When that announcement is made, though, it cements a certain bond between friends and loved ones; we inherit and share a stark and indefatigable certainty that nothing is guaranteed, our time together is limited, and we will forever be bound by the love and the loss of the passing of our friend.
Siblings
When I arrived at Pat’s afternoon viewing, I heard the familiar voices flowing from the small Worthington Room just to my left. There they were, assembled together in the mix of tears and laughter, of hugs and shrugs, of generations of loved ones sharing in the grief and shock of Pat’s passing. I walked through the doorway, and it was like I had joined a sacred group of fellow grievers. In this room, despite our differences in age, demography, and even political or spiritual beliefs, we shared a common bond that would forever connect us.
Pat and I weren’t that close. You could say we were always one radio station away from each other. 98 Rock and B104.3 (Means Music!) might have been on different ends of the music spectrum, but they were always just a twist of the dial from each other, as we all are as classmates.
Immediately to my left and sitting on a small padded bench were two friends from Loch Raven. They called my name, and we shook hands, hugged, and shared memories of the good times and the shock of Pat’s passing. Another classmate entered the room, and when we hugged and talked about Pat’s final months, tears welling in our eyes, I realized that we were no longer classmates; we were brothers and sisters, siblings of the class of 1983. We did not stay in touch as often as we should, and we definitely did not see the world through similar eyes. Yet, in this small room in a funeral home wedged between a beltway and a busy intersection of car dealers and the National Guard Armory, classmates who shared math classes with Mr. Dwyer, Drama with Mr. DeVita, and English with the wit and charm of Eddie Marbury, we now shared a different kind of classroom, learning that love and friendship among the people you grew up with are the most important things we hang on to as we get older.
Gone But Not Forgotten
As I made my way through friends and loved ones to pay my respects and say goodbye to Pat, who lay hidden within the closed coffin at the other end of the room, I stopped to offer Wendy a hug. She kissed me on the cheek and spoke with genuine kindness, a concern for all of us, and a respect for the fragility of life and love. Pat is gone, yes. But in his passing we recognize that we are still here together, and the very least we can do is care for each other as we never have before. We are no different than the signatures scrawled colorfully across the pages of our yearbooks; we carry with us the unique beauty of our individuality. These lines of love, of which Pat is one, will bind us as brothers and sisters, now and forever.
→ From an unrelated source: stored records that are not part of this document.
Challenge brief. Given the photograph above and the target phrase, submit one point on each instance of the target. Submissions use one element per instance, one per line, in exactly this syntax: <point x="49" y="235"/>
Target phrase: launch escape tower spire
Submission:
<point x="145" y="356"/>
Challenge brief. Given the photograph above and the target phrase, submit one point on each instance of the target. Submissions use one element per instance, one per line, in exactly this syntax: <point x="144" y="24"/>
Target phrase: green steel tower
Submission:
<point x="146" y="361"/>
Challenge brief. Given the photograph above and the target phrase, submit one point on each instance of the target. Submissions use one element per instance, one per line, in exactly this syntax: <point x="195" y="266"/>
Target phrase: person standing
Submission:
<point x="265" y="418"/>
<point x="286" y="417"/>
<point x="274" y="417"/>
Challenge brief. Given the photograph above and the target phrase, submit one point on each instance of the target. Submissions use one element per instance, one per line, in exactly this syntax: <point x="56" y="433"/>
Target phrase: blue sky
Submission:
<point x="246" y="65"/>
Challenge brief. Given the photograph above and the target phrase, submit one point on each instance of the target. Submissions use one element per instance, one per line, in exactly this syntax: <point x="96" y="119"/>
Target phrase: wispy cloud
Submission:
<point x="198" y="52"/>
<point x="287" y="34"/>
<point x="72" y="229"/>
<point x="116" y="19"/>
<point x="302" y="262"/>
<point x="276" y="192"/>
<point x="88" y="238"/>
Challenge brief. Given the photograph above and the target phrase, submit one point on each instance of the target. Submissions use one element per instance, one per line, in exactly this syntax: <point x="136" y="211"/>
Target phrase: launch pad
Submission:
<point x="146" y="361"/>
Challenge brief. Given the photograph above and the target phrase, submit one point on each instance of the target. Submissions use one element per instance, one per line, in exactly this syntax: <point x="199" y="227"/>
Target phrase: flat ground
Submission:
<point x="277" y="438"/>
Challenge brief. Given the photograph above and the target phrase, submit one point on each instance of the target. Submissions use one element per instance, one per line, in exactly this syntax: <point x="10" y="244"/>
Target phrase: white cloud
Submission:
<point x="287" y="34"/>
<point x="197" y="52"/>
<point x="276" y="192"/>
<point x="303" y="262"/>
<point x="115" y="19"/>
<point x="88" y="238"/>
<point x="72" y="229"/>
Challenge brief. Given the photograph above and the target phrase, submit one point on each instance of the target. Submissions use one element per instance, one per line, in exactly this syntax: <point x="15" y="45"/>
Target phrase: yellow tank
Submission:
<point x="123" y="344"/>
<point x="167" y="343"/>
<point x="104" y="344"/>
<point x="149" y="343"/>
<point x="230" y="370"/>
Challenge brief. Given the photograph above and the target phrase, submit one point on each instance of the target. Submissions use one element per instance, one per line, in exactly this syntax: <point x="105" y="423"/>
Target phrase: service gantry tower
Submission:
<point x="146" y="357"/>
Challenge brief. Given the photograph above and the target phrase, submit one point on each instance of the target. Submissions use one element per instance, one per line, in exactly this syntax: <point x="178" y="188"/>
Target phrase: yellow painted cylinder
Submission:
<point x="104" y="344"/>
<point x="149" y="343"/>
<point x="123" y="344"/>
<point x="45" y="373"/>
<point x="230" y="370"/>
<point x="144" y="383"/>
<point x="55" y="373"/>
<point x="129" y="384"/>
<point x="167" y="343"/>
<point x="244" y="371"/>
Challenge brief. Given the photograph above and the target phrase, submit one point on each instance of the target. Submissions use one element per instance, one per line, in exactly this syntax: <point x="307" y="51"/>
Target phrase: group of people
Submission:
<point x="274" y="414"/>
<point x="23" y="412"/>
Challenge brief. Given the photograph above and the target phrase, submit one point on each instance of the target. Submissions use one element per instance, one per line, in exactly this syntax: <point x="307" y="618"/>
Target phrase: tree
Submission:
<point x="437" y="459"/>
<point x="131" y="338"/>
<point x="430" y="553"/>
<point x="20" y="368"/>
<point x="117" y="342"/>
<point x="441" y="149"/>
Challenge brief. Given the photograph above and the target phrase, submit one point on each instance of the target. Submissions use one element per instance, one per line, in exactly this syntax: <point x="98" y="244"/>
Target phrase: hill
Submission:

This is what Wendy stirred within me, and I carried that feeling, that bond, as I approached Pat’s casket.
I placed my hand on the curve of the casket’s soft wood and closed my eyes. Pat, our brother, had left us, and it was time to say goodbye.
As I began to whisper my prayers, I felt a surge of energy that was bigger than me, bigger than this coffin or this room. From handshakes to hugs, from tears to prayers, I felt the energy of hundreds of brothers and sisters around me near and far, all remembering the phrase of our 1983 yearbook: Gone But Not Forgotten. Like a slide show, the pictures of Pat that everyone had shared ran through my mind against the soundtrack of muffled words of comfort behind me. Here we were, just like countless others who have faced the passing of a classmate, with the charge to live our lives more closely, more sincerely.
I lowered my head, kissed the soft, warm wood where my hand had been, and offered peace and promise to live and love more genuinely.
It is the least we can do to stay close, to live with a daring charge to remember this fragility of life, and to carry our brothers and sisters tomorrow as we do today.